With the more typical intravenous PCA, the computerized pump allows for a number of variables, including:
- An initial bolus or loading dose to bring the pain under immediate control—an important but sometimes overlooked consideration in the successful use of PCAs;
- The patient-initiated or demand dose, available to the patient at the press of a button;
- The delay interval or lockout, typically between six and 15 minutes, allowing the analgesic to achieve its peak effect before another dose can be administered. The number of unsuccessful demands by patients during lockout periods is important for the physician to know;
- A continuous infusion or basal rate to provide continuous pain relief, although this may be contraindicated for opioid-naïve patients starting on PCAs.4 For those receiving opioids for chronic pain, the basal rate could be their current analgesic dose converted to the intravenous equivalent. Alternatively, the patient could receive this dose in a long-acting oral analgesic, with the PCA used for incidental or breakthrough pain. A basal rate also helps patients sleep, their pain controlled without having to wake up to press for a dose;
- A maximum volume of drug to be administered within a defined period of one, four, eight, or 24 hours, calculated to prevent an opioid overdose—regardless of how many times the PCA button gets pushed; and
- Monitoring devices such as pulse oximeter or end-tidal carbon dioxide monitor may be part of the PCA system to help warn of emerging respiratory depression.

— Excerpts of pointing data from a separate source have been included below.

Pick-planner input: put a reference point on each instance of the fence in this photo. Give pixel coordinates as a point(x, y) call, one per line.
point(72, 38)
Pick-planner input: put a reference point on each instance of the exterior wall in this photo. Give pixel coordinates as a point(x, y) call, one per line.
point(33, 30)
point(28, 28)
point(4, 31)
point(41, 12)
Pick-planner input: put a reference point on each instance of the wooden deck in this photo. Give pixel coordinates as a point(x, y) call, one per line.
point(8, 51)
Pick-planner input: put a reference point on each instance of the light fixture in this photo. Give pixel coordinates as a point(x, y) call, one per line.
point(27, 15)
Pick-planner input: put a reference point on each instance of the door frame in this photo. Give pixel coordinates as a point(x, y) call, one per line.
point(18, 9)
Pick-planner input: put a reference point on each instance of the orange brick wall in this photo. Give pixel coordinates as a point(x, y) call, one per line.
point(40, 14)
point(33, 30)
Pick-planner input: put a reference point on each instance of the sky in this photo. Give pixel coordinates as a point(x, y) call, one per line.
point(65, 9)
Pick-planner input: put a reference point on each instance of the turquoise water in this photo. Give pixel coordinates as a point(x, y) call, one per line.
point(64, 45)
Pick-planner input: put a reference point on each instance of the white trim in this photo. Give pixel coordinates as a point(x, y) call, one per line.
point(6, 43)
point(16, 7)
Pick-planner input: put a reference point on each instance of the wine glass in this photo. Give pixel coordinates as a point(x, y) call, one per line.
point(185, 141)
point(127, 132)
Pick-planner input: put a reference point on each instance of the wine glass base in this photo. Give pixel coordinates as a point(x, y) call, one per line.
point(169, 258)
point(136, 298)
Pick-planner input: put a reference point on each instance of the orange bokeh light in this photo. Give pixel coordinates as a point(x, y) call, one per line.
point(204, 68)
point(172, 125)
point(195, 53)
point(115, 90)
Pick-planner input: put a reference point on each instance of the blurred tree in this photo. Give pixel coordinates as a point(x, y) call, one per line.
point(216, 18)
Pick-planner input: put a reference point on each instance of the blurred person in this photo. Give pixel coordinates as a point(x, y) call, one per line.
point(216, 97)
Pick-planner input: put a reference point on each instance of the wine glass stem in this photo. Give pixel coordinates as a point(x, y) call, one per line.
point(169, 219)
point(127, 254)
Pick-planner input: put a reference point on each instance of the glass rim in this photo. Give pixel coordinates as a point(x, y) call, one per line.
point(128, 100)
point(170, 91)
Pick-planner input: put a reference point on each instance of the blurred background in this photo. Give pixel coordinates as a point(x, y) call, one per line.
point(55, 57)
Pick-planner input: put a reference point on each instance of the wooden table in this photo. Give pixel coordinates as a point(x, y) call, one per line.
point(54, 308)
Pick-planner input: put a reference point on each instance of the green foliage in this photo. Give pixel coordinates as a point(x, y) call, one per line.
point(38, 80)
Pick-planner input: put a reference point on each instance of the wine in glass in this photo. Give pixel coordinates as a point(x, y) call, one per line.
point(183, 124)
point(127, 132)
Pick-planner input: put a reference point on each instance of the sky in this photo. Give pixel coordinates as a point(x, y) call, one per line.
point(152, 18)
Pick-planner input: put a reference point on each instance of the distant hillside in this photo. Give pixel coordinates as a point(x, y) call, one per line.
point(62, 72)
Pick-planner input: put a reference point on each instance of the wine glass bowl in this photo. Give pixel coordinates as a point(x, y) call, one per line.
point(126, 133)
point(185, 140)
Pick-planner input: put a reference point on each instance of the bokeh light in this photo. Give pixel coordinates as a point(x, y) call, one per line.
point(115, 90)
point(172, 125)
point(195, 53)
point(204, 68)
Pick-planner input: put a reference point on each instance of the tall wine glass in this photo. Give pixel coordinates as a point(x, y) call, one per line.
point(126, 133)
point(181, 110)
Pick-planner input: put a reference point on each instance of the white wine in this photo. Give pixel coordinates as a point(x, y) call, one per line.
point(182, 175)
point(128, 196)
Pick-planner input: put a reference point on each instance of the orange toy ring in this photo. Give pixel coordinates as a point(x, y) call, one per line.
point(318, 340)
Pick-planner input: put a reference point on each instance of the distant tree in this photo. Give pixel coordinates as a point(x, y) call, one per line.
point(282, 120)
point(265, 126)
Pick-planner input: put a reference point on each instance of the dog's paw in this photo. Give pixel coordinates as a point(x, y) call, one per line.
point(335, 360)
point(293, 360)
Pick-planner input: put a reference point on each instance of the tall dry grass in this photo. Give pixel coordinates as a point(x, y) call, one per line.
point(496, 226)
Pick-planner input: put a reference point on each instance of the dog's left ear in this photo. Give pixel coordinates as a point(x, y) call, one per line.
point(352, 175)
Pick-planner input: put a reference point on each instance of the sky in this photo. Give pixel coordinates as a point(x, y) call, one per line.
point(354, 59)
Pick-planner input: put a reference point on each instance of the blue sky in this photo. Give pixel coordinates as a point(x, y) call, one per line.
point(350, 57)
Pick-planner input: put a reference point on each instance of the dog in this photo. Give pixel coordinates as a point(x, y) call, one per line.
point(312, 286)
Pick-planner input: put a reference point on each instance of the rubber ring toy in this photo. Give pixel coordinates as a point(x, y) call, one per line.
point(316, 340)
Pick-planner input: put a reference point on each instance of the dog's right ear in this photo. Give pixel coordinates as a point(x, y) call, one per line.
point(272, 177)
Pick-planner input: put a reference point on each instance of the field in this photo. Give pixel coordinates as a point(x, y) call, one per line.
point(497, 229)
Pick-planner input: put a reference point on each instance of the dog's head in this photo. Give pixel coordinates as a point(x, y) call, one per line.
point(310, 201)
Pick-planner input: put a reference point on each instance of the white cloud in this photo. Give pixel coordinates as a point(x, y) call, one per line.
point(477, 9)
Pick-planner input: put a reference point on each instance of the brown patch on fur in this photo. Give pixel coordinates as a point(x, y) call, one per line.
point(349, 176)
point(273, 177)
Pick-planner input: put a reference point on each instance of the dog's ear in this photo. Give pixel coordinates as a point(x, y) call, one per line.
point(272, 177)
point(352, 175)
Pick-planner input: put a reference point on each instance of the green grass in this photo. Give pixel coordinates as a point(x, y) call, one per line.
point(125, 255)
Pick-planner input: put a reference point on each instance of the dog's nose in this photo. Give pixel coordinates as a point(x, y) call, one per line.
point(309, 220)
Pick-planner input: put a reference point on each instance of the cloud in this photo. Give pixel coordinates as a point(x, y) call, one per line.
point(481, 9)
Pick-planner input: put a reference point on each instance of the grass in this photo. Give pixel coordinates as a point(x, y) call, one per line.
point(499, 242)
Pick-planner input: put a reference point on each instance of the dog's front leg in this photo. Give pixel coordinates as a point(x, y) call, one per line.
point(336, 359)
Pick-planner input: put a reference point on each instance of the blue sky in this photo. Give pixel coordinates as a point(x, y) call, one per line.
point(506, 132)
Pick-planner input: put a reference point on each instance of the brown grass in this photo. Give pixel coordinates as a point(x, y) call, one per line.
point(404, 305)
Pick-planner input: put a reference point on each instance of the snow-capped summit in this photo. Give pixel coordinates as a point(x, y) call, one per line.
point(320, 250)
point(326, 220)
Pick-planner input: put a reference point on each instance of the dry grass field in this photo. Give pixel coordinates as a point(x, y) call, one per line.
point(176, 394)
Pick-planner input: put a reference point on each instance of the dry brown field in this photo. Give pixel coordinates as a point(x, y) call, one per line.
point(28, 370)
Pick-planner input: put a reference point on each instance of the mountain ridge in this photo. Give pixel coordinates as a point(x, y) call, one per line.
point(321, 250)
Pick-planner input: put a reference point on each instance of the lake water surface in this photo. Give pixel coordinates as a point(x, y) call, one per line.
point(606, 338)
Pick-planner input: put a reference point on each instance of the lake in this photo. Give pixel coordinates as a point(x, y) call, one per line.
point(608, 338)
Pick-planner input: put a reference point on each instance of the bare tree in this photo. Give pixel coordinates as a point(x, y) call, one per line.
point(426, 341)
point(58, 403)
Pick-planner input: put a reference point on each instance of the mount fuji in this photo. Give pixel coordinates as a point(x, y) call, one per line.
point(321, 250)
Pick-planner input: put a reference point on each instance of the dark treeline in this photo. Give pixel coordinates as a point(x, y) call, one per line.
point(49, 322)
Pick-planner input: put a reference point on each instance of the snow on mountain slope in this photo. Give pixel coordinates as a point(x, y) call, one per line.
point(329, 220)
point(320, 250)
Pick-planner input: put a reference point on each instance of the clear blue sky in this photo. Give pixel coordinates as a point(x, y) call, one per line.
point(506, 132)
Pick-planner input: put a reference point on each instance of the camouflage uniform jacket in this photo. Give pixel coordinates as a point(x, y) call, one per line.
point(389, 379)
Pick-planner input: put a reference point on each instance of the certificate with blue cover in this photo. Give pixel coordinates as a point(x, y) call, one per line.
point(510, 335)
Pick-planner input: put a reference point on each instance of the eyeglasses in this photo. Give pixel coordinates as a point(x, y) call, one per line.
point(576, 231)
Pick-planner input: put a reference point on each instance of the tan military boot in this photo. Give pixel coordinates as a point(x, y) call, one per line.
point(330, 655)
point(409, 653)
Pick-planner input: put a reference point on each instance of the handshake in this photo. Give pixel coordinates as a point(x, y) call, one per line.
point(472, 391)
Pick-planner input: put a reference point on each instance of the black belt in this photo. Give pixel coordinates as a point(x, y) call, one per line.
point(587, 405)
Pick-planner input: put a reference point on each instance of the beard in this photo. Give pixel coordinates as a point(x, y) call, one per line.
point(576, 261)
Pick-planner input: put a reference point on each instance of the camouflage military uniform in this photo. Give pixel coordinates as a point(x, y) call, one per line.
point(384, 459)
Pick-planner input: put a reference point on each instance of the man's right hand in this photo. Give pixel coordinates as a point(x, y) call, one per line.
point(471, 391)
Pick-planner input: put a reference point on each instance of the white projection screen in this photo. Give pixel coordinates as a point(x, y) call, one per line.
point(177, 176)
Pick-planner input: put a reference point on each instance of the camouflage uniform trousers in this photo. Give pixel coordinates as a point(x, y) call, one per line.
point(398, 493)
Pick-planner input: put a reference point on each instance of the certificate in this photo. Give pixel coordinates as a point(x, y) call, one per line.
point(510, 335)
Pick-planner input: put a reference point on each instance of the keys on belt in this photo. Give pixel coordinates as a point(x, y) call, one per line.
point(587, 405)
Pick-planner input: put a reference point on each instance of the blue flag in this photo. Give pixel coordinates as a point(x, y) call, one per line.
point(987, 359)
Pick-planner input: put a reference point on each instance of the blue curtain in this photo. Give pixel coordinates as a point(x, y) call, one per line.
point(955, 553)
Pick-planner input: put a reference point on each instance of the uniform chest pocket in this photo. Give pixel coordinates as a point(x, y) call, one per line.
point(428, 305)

The fundamental challenge for physicians lies in balancing the loading, basal, and patient-initiated doses with an appropriate maximum to make sure the patient gets adequate pain relief but doesn’t overdose. This is a more complex, multifaceted mathematical formula than ordering opioids to be administered two, three, or four times a day.
A basic safeguard of the PCA for preventing overdose is that when the opioid analgesic starts to make the patient drowsy, he or she is likely to stop pressing the button for another dose. However, for this to work, the PCA must be patient-controlled. If a nurse or family member pushes the button on the patient’s behalf out of a well-meaning desire to keep pain in check, this raises the risk of overdose.
In the past few years, several national quality and safety organizations have issued alerts about the danger of such patient-controlled analgesia by proxy. The Institute for Safe Medication Practices (ISMP) in Huntington Valley, Pa., issued two safety alerts in July 2003 discussing how potentially life-threatening errors can occur with PCAs and offering ways to prevent such errors.
U.S. Pharmacopeia’s summer 2004 USP Quality Review also offered safety recommendations based on analysis of medical errors directly resulting from PCA by proxy. The Joint Commission issued a Sentinel Alert on Dec. 20, 2004, noting that “serious adverse effects can occur when family members, caregivers or clinicians who are not authorized become involved in administering the analgesic for the patient by proxy.”5 Earlier this year the American Society for Pain Management Nursing issued clinical practice recommendations for how nurses can deal with the problem of PCA by proxy.6
Well-designed hospital PCA protocols will address this problem by including clear instructions to family members not to push the button for the patient, with an explanation of why this can be dangerous. Printed brochures and signs in the patient’s room are also helpful.
The Need for Training
“Physicians, as a rule, don’t receive adequate training in the PCA,” says Jean Youngwerth, MD, hospitalist, palliative care consultant and fellowship associate director at the University of Colorado Health Sciences Center in Denver. “Then you’re expected to know how to use it. There clearly is a need for this kind of training in the basics of the PCA, but a brief in-service should be sufficient.”